Per ritrovare una manovra correttiva dei conti pubblici così pesante sul piano sociale bisogna probabilmente tornare al 1992. Governo Amato, l’Italia fuori dallo Sme, sull’orlo del baratro. 90 mila miliardi di interventi. C’era la lira.
Era proprio un’altra epoca. Anche se, certo, la ricetta del nuovo corso tremontiano imposto dalla speculazione, assomiglia al vecchio sentiero dei primi anni Novanta: meno scala mobile (allora si cancellò del tutto e per tutti, ora quel po’ che è rimasto di indicizzazioni si taglia sulle pensioni medio-basse), meno pensioni (età sempre più alta e sempre più difficile lasciare il lavoro con l’assegno di anzianità). E poi i ticket sanitari e il blocco dei contratti del pubblico impiego. Per finire con il taglio dei trasferimenti agli enti locali. Déjà vu. I sindacati, nel ’92, accettarono – responsabilmente – anche le contestazioni della piazza. Volarono pure i bulloni. In cambio vennero invitati al grande rito della concertazione. Divennero la lobby più influente per quasi un decennio, mentre i partiti si sfarinavano.

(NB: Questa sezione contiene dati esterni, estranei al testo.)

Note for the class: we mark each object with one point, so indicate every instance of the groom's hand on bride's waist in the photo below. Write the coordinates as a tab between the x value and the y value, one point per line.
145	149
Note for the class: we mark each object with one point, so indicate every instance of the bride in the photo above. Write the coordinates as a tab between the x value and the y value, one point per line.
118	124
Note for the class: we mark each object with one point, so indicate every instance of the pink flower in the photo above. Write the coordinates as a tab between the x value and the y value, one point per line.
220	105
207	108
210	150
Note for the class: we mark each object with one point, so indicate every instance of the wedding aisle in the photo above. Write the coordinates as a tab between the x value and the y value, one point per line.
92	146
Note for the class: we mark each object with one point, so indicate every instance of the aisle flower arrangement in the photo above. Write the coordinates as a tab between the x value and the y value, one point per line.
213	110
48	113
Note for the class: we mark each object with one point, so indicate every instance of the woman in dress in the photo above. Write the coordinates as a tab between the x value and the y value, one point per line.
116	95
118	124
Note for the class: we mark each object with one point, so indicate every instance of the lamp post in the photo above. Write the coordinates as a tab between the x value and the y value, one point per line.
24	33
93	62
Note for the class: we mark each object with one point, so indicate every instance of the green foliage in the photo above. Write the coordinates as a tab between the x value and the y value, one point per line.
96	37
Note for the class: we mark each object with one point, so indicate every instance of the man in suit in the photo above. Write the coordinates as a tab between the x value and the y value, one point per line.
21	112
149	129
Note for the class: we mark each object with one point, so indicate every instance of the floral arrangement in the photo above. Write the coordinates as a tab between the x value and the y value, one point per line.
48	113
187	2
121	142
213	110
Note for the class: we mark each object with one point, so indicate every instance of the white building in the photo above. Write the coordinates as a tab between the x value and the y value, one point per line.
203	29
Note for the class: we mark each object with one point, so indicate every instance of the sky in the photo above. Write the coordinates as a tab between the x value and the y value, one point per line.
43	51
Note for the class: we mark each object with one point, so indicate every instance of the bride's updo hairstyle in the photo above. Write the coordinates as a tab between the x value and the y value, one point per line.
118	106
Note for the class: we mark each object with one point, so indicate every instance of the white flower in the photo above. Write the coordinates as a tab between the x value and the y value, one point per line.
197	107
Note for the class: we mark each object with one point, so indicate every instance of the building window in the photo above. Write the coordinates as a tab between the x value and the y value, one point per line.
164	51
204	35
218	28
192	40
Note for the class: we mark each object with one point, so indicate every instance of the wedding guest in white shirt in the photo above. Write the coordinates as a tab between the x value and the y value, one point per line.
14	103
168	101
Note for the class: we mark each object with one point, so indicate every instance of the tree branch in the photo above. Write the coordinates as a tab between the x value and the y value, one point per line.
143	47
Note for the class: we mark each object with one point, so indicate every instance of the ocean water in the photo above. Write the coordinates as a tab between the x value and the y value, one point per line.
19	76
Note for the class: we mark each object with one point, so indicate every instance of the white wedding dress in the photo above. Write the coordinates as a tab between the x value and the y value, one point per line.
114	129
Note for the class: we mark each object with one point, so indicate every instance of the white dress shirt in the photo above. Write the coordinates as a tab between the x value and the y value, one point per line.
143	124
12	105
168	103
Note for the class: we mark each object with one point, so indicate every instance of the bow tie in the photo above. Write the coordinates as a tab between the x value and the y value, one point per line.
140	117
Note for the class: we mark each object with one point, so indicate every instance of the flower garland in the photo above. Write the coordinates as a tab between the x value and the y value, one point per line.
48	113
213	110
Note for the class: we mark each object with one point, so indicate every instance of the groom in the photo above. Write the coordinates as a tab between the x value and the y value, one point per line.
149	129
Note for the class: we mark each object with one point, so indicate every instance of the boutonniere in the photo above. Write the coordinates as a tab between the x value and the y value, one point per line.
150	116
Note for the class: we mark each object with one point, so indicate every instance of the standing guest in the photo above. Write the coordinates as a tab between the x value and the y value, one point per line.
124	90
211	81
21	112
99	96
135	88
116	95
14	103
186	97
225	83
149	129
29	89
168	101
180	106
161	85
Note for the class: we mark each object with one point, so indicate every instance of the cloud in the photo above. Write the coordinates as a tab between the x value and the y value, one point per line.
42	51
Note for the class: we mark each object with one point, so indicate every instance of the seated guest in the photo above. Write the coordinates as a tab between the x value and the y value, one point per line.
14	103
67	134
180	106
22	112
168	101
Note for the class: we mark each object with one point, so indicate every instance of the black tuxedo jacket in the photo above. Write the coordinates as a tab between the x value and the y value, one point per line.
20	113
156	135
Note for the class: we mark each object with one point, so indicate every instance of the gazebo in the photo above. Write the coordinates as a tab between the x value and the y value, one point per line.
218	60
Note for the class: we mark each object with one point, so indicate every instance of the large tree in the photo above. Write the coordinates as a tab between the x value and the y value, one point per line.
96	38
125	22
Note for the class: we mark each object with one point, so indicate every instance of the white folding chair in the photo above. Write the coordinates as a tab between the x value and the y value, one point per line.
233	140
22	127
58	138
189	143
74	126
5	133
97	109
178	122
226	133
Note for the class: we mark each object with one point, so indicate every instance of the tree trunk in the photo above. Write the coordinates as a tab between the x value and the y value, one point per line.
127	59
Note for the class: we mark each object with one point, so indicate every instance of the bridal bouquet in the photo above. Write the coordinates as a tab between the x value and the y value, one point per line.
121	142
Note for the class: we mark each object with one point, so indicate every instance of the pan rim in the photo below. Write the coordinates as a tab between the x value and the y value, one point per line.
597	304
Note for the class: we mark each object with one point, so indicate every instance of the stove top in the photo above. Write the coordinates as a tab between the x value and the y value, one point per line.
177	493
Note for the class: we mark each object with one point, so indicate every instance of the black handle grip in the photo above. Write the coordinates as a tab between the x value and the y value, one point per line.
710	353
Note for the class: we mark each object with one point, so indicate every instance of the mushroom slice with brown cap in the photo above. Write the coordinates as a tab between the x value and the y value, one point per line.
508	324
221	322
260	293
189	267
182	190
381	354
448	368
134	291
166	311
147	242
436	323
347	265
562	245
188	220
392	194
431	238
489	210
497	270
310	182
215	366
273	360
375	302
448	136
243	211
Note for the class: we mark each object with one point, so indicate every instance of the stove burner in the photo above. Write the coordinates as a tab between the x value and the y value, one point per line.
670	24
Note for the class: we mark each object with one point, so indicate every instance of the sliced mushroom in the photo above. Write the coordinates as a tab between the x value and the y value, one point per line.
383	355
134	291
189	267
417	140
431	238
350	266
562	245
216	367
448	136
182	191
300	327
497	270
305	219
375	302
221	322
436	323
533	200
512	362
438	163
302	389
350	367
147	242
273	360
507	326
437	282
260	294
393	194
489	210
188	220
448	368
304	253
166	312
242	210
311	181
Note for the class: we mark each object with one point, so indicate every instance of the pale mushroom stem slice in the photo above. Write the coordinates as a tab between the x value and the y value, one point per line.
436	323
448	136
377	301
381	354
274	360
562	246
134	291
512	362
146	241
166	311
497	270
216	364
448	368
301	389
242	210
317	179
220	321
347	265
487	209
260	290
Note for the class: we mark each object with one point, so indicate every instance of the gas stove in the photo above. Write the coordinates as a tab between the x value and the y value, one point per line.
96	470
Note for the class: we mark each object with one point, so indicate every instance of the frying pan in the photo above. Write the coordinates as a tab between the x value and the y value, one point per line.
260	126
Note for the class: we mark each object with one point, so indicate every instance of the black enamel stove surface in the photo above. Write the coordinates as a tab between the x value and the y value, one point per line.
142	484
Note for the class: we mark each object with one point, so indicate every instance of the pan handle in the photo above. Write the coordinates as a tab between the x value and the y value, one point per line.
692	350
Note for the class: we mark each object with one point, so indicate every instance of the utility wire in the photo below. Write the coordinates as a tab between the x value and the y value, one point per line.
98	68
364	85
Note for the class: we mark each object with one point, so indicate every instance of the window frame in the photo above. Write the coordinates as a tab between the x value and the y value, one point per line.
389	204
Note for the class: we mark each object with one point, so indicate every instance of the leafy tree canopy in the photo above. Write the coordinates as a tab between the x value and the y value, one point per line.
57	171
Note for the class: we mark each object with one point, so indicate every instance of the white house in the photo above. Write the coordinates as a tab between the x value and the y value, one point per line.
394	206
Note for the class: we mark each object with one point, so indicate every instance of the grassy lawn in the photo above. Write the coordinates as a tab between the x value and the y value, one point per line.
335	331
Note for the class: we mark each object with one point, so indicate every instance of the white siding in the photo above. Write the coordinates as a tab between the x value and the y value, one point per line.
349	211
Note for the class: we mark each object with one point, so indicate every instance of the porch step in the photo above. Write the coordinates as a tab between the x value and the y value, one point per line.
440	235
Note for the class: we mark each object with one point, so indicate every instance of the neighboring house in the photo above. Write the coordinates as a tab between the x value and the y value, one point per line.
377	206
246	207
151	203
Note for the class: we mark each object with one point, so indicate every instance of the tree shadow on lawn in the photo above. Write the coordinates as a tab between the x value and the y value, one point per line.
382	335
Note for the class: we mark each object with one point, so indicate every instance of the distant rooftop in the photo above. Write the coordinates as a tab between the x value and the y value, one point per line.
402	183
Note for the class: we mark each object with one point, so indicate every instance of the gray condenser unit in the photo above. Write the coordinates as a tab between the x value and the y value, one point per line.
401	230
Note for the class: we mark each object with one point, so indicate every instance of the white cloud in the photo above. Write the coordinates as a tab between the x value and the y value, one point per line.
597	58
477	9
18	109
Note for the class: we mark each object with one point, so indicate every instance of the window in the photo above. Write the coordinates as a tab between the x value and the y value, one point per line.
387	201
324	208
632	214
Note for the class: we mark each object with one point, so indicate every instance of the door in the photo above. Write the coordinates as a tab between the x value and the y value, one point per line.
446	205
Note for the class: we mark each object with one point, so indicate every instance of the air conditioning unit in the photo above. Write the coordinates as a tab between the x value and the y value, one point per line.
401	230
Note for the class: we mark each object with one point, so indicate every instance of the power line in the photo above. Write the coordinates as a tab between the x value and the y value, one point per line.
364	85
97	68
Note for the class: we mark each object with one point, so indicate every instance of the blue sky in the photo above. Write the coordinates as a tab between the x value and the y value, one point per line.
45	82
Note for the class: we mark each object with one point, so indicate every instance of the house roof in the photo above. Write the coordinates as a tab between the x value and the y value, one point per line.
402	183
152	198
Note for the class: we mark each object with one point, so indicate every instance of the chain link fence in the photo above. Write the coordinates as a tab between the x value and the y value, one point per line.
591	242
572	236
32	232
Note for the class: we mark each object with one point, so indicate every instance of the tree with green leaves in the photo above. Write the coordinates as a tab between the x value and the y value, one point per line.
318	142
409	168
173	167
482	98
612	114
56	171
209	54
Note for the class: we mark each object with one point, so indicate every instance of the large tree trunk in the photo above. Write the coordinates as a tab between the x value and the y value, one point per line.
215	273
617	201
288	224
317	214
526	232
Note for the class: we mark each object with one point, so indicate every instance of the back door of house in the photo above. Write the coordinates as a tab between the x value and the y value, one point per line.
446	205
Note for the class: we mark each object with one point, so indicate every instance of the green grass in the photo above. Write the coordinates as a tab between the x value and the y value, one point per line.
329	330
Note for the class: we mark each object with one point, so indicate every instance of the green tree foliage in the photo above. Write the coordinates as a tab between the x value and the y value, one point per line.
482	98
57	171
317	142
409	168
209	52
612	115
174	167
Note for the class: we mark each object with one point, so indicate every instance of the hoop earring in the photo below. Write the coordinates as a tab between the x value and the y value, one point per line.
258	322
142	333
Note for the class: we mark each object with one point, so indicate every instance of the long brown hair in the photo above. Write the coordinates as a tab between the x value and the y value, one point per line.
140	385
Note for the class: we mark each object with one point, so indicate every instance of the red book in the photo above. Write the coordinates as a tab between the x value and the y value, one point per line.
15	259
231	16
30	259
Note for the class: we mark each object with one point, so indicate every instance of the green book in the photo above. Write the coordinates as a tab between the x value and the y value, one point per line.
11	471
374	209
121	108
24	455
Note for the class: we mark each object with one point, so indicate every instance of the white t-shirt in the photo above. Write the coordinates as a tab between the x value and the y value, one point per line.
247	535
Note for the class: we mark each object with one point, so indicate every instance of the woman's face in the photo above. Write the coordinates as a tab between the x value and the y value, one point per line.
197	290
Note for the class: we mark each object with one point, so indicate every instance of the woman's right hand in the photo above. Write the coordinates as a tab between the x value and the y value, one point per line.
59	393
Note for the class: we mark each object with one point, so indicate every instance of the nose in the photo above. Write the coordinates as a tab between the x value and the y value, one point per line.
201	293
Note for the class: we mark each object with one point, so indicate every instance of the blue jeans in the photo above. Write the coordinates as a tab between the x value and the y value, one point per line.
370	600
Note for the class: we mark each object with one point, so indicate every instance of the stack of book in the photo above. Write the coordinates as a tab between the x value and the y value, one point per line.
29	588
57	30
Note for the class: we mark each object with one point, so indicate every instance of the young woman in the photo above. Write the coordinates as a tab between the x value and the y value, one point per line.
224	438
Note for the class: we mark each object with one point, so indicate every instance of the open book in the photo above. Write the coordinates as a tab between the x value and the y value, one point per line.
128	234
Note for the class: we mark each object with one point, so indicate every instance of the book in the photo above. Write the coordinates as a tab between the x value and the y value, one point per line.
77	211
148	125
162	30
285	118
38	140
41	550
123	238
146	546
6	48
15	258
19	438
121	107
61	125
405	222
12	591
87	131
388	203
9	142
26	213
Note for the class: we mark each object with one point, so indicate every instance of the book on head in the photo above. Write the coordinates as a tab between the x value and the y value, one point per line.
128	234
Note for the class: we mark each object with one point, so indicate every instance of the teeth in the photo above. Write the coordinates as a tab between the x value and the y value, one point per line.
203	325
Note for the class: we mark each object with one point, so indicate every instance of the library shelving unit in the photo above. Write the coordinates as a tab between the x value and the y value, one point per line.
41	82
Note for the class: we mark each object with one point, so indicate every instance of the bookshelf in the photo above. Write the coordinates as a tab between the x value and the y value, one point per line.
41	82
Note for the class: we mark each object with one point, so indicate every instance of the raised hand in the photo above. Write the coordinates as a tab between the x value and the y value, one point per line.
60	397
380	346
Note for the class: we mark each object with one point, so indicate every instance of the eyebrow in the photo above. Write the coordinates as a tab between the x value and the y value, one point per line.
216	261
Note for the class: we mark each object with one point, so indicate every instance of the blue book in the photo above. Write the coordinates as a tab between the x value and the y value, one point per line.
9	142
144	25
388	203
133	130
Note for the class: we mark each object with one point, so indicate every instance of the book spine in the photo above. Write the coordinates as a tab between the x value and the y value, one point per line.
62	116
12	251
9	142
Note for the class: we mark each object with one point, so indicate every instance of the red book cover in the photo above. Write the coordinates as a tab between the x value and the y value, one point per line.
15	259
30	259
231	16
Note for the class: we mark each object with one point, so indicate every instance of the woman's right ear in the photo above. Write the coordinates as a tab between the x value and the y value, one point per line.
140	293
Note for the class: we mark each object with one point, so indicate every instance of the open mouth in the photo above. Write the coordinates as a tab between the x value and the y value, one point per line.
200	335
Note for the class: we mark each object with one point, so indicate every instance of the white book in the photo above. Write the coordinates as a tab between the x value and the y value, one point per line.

Oggi, profondamente divise, Cgil, Cisl e Uil (quasi dodici milioni di iscritti) alzano un po’ la voce, ma ottengono assai poco. Meno della Confindustria, che ha di certo passato momenti migliori. Le cose, infatti, sono cambiate. Oggi bisogna essere avvocati per contare. Oggi basta un manipolo di parlamentari-avvocati nominati dai partiti per bloccare una riforma del tutto light sugli ordini professionali.
Ma d’altra parte il segretario eletto per acclamazione del Pdl, Angelino Alfano (anche lui avvocato per quanto senza esperienza) appena arrivato alla Giustizia propose ai colleghi avvocati di scriversi da soli la riforma. E loro non si fecero pregare: torniamo alle tariffe minime. Detto, fatto. Insomma ci sono lobby che scendono e lobby che salgono. Perché ogni epoca ha la sua di lobby. E questa è l’epoca in cui tanti parlamentari-nominati per difendersi hanno bisogno degli avvocati.